In Jena setzt man vor allem auf Mundpropaganda, um Erstsemester aus Ost und West anzulocken. "Die Studenten sollen ruhig erzählen, wenn es ihnen hier gefällt. Und das tun sie", berichtet Pressesprecher Burchardt. Hinzu kämen gute Ranking-Ergebnisse für viele Studienfächer, recht große Unternehmen in der Umgebung und gute Perspektiven für eine wissenschaftliche Karriere.

Mit Kampagnen wie "Studieren in Fernost" rühren die neuen Bundesländer und das Bildungsministerium die Werbetrommel für die Ost-Unis. "Campus-Spezialisten" beraten Interessenten und unterstützen die Erstsemester beim Studieneinstieg. Eine von ihnen ist Maike Schneider. Die 25-jährige Masterstudentin kam aus Niedersachsen an die Universität Greifswald in Mecklenburg-Vorpommern. Für sie war es kein Problem, vom Westen in den Osten zu gehen. "Das ist wie beim Horoskop. Wenn man will, bestätigen sich natürlich die klassischen Vorurteile." Für die Studentin spielt das Ost-West-Denken kaum noch eine Rolle.

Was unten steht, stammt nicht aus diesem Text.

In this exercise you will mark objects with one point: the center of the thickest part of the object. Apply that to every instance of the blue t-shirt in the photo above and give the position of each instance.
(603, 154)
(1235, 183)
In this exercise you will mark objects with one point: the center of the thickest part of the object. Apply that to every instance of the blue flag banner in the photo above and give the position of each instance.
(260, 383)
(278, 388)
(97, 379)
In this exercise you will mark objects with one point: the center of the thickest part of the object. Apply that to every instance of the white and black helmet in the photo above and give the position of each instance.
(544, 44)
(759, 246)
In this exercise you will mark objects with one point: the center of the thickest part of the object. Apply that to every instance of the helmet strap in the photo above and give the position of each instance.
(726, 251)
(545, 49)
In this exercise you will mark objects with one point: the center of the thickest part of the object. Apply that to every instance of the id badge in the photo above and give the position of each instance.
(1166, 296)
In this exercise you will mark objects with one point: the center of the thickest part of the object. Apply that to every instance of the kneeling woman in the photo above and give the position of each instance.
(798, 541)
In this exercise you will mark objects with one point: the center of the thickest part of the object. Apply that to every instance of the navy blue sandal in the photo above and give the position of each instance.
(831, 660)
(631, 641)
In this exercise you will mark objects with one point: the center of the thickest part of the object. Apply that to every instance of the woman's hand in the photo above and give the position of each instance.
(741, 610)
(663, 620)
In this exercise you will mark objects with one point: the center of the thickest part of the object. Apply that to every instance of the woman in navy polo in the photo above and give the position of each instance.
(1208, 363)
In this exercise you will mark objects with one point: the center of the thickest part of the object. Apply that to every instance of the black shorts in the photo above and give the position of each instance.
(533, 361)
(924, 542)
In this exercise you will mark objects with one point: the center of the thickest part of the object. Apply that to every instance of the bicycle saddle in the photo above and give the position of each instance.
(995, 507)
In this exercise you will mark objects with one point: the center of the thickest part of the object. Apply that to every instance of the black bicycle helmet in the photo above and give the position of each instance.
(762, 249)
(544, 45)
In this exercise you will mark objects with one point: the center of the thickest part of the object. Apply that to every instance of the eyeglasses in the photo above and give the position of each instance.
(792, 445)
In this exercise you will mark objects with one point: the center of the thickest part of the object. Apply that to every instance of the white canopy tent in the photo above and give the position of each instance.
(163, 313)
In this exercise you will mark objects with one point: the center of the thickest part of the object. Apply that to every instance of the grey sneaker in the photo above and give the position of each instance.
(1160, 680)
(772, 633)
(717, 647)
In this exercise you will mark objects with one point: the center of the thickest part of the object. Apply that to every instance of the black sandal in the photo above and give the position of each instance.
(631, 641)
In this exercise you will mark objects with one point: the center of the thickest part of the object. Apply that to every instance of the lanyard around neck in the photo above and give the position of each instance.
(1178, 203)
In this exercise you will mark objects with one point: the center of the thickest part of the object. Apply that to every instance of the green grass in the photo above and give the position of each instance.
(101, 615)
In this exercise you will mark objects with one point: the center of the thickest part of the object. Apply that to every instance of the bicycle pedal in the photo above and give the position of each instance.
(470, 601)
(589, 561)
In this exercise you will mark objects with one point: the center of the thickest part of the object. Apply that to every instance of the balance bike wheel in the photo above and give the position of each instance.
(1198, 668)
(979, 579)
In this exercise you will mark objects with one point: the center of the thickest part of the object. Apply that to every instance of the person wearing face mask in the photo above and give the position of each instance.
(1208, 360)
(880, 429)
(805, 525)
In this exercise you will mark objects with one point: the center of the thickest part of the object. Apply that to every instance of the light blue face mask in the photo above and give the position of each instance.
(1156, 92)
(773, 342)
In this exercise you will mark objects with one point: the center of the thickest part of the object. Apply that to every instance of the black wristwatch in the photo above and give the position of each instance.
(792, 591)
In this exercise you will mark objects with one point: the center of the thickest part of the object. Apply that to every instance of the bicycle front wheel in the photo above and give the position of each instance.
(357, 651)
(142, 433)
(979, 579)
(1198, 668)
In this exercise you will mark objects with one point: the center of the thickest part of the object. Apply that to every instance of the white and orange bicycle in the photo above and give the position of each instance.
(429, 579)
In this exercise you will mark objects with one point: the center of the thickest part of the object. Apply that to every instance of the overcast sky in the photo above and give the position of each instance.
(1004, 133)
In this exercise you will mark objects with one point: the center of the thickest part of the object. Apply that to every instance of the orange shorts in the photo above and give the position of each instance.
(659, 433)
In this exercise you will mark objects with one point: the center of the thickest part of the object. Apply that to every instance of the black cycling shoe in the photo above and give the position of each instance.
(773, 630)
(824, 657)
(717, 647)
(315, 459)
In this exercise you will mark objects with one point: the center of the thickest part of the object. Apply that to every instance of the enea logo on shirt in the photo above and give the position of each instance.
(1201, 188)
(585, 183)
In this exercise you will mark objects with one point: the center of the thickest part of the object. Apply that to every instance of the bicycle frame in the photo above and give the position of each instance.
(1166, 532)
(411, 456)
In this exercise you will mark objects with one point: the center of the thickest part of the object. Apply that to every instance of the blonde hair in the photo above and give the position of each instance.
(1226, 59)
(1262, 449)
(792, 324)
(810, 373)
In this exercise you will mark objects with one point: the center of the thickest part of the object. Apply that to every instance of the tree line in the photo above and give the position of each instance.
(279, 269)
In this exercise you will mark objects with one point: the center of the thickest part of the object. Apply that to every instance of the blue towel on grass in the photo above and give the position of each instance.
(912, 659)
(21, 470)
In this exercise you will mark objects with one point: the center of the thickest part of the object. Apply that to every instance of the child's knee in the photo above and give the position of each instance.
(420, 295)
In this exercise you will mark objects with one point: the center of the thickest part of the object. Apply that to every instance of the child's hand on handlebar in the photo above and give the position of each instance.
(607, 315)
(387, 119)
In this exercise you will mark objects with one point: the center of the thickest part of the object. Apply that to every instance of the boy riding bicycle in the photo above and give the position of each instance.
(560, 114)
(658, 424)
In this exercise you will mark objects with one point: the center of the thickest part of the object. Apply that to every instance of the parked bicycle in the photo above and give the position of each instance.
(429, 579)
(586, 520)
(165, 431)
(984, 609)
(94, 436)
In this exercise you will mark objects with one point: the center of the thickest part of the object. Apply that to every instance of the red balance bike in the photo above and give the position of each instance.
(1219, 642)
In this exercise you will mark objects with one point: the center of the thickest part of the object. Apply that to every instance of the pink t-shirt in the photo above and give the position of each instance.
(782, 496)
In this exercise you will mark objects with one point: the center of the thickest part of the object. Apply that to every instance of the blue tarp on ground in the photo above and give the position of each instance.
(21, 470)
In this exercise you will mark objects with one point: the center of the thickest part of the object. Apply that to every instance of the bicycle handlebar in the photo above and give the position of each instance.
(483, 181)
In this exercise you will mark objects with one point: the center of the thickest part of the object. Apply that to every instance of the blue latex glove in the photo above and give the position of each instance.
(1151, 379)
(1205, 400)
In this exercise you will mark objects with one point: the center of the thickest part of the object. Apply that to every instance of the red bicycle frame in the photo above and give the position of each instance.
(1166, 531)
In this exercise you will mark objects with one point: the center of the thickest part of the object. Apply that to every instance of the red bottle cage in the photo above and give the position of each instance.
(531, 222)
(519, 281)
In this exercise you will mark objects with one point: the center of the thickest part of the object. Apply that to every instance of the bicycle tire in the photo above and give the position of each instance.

Juliane Noßack aus Jena findet ebenfalls, dass die altgedienten Stereotype höchstens noch im Elternhaus weiterleben. Im Freundeskreis spiele das keine Rolle. Minister Möllring erklärt: "Die heutigen Studenten haben die Wiedervereinigung allenfalls in den Windeln erlebt. Sie sind in einem vereinten Deutschland aufgewachsen."

In einem Punkt überzeugt der Osten besonders: Studenten in Ostdeutschland profitieren von geringeren Mieten und niedrigeren Lebenshaltungskosten. In Magdeburg gibt es Wohnungen für rund fünf Euro pro Quadratmeter.